One quick example. For cabinetry, I charge X dollars based on width, Y dollars per square foot of door area and Z dollars per drawer. It doesn't matter if the wood is walnut, maple or alder. That cost is insignificant.

Mesquite would be significantly more because, hey, it's mesquite. As would super-expensive exotics.


----------



## Foghorn (Jan 30, 2020)

Big difference between trying to make a living or even partial living at it and just having fun building things. For real friends, I charge material costs plus a little for shop supplies. That may change if I'm actually trying to profit on things I build for friends.


----------



## 1thumb (Jun 30, 2012)

> I m not going to take up space here since I m sure your mind is no doubt made up,
> 
> - Rich


My minds made up because as I described is how I price my work and have for years. Using that formula I hit on the same compensation per hour, give or take. But I have no idea how long an individual project will take. Thats why i do the 4x ++ There are different markets, different niches, different products, different price points, etc.


----------



## CaptainKlutz (Apr 23, 2014)

+1 true friends are hard to replace.

Not discussing a price before starting a project, has ruined several friend ships over years. 
Have told several family members to buy stuff from IKEA, and leave me alone for $50 they want to spend on coffee/end or kitchen tables.

The best Friend price is what ever they want to pay.

I find highest prices paid are; AFTER your give them a beer and spend 10-20 minutes telling them how many hours you spent, the challenges you overcame, and cost of lumber would be if you had buy it from lumberyard. 
Then ask them what it is worth to them.
Many times they will offer more than I am comfortable accepting from a friend.

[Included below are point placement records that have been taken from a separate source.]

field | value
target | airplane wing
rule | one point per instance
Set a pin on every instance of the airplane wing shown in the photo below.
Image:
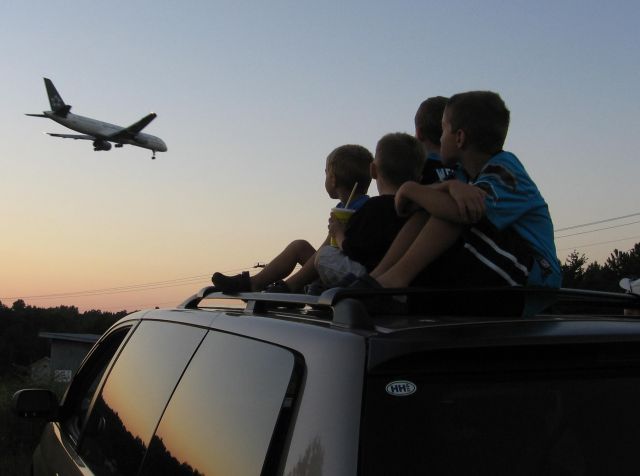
(131, 131)
(72, 136)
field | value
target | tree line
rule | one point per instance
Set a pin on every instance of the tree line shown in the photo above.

You are not allowed to drink any beer while showing off your project, or you end with a 6 pack value for lumber, and 1 beer for every hour spent making it. After your Friend makes the beer run, they walk away with nice project, and all you have is a trash can of empties. BTDTGTTS

Regarding cost multipliers:
Spent decades setting up mfg, doing cost analysis, and dealing with markups. Always found the rule of thumb X times values based on material costs were 'close' to cost to produce a product. But they always missed the hidden costs. Can write volumes of text books on hidden costs, and product value; all of which are hotly debated.
When dealing with Friends these hidden costs are simpler: drinking beer or not drinking beer. 
That makes it very hard to put a value on a 'friend' project.

Best Luck.


----------



## rad457 (Jun 15, 2013)

> Thats an $800.00 table/desk in my world. For a friend….$799.00
> 
> - Tony_S


Had to check, you actually do have 17 buddies listed, (obviously not customers)
My Family price is usually free, friends, cost of material and a good bottle ?
LOL! everything built for Ma, is on loan only!


----------



## RichT (Oct 14, 2016)

> My minds made up because as I described is how I price my work and have for years. Using that formula I hit on the same compensation per hour, give or take. But I have no idea how long an individual project will take. Thats why i do the 4x ++ There are different markets, different niches, different products, different price points, etc.
> 
> - 1thumb


You should post some of your projects. I'm sure they're beautiful.


----------